It would have been nice to see one of the pictures produced with this camera / lense combination.
Dave Moore
Amen to Mr. Bill's comment. Amazing engineering and execution in glass and metals.
PolRid
@Mr Stiffy
There's a sample photo in the gallery that shows one of the showrooms at Grays through the lens.
Rt1583
@ Richardf - If the fisheye picture in the gallery is truly representative of the cameras ability (hasn't been photo chopped) then I would say that the lens and camera combination are one hell of an engineering package.

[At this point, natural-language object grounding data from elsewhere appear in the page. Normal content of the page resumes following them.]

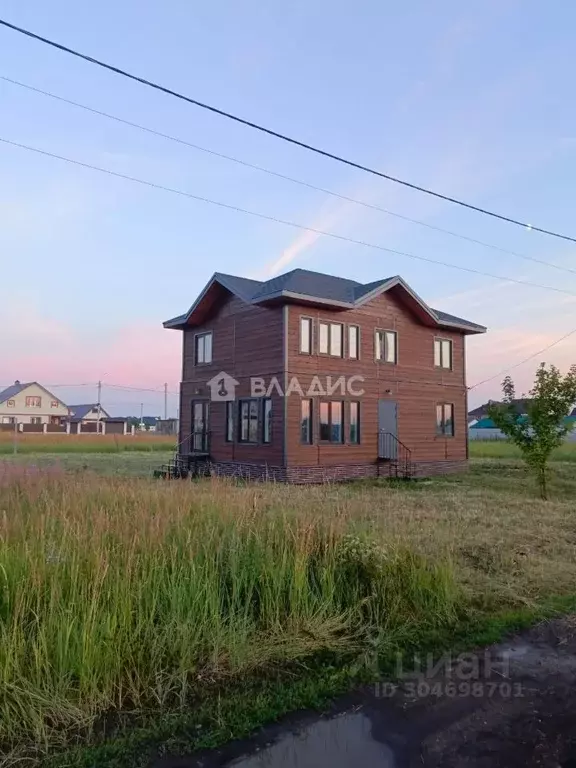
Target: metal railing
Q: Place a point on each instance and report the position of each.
(393, 450)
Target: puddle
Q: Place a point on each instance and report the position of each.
(343, 742)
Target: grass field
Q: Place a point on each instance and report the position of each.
(502, 449)
(89, 443)
(222, 605)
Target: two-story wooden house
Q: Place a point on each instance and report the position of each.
(308, 377)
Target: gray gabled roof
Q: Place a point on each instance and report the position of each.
(79, 412)
(315, 287)
(13, 390)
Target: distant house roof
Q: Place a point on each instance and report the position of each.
(13, 390)
(482, 410)
(79, 412)
(305, 286)
(18, 386)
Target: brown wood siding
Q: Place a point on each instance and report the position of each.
(247, 341)
(414, 383)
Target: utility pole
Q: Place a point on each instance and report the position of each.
(99, 407)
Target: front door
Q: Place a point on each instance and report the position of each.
(387, 429)
(199, 441)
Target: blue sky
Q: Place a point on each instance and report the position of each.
(470, 99)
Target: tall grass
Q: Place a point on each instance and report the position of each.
(503, 449)
(124, 594)
(29, 442)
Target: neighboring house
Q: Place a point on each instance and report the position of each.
(401, 403)
(31, 403)
(88, 413)
(481, 412)
(91, 417)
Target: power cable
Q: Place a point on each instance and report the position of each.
(283, 137)
(526, 360)
(283, 176)
(285, 222)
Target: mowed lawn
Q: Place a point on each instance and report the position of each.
(162, 598)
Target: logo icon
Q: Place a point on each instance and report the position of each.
(222, 387)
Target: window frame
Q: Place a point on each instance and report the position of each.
(330, 404)
(310, 321)
(310, 418)
(249, 400)
(266, 421)
(229, 421)
(441, 340)
(383, 360)
(443, 421)
(349, 327)
(197, 337)
(358, 406)
(329, 324)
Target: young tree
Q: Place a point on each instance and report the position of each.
(543, 428)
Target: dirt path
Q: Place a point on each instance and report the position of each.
(510, 706)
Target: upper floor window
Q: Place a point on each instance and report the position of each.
(230, 421)
(445, 419)
(331, 339)
(306, 335)
(248, 410)
(306, 434)
(203, 348)
(443, 353)
(353, 342)
(354, 424)
(386, 346)
(267, 420)
(331, 421)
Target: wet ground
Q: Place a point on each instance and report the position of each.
(507, 706)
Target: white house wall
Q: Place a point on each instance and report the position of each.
(24, 413)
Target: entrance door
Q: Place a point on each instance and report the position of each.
(199, 441)
(387, 429)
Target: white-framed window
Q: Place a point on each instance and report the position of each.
(443, 350)
(267, 420)
(386, 346)
(306, 426)
(203, 348)
(445, 419)
(354, 342)
(354, 423)
(248, 420)
(331, 339)
(332, 421)
(306, 325)
(230, 421)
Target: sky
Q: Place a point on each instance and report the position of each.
(470, 99)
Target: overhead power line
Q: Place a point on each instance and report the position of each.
(283, 176)
(526, 359)
(282, 136)
(238, 209)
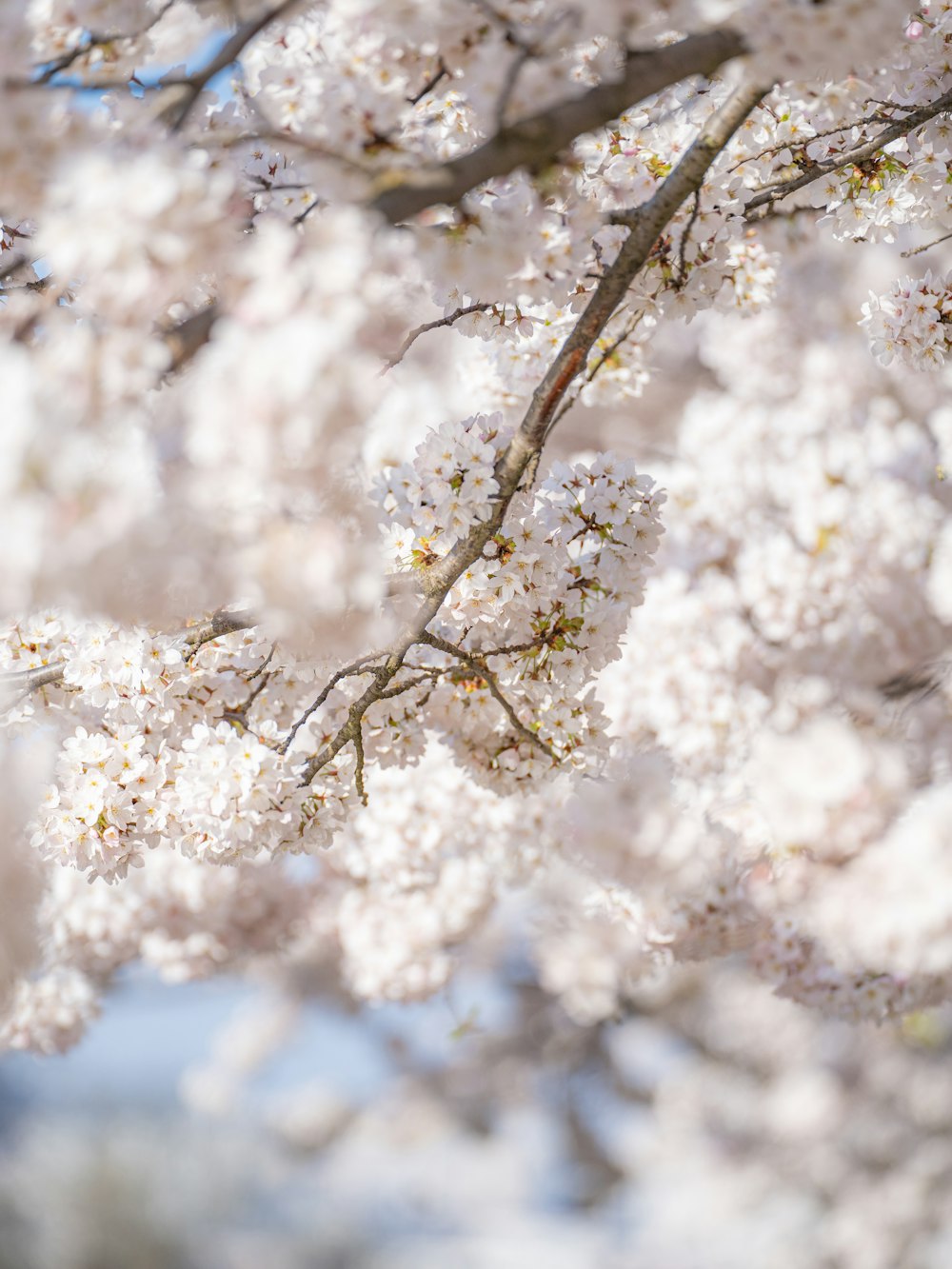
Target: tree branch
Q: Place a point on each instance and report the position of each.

It is a shame that as time goes by, more and more things become analogs of their former selves simply because some other process can put the polishing touches on the desired finished product instead of actually taking the time to design/engineer the prime item to provide the finished product as it is imagined to be or as it should be.
Bradley Donaldson
It's a beautiful thing. You can have almost as much fun with 10.5mm lens, DX format, or a 16mm lens for FX format. Either one of those lenses will get you to 180 degrees with their respective formats.
StWils
Yes, appreciate the quality that was possible with slide rules! The scientist who did the principal aerodynamic design work on the USAF Blackbird, the last major military aircraft designed solely with slide rules kept the 1 inch wide 8 track IBM tapes that held the wing data. Some 15-20 years later he re-ran the calculations on a MAC in about an hour. And the wing shape was no more than 1 millimeter different. Faster process with software of the day but not one bit better.
Bob Fately
@Bradley is slightly off - the 10.5 and 16MM lenses to which he refers are "full frame" fisheyes; they have a 180 degree angle of view only when measured corner to corner. The Sigma 4.5MM and 8MM fisheye lenses (DX and FX format, respectively) are true fisheyes in that they have a complete 180 degree view (and hence project a circular image on the image plane). This Nikkor (which is truly awesome to see in person - they used to have one at the Nikon House showroom at Rockefeller Center in Manhattan back in the 70's) actually "sees" behind itself - 220 degrees. Meaning if you have it on a tripod level to the ground it will capture the tripod legs and possibly your feet in the shot, even though you are standing behind the camera. That's what made this lens particularly amazing, on top of the manual methodologies used to design it.
rocketride
This lens was intended for applications like photographing the entire (in one exposure) interiors of tanks from just inside openings.
I am an optical designer. As others have mentioned, we use computers, these days. I continue to be in awe of what my predecessors did with sliderule and pencil.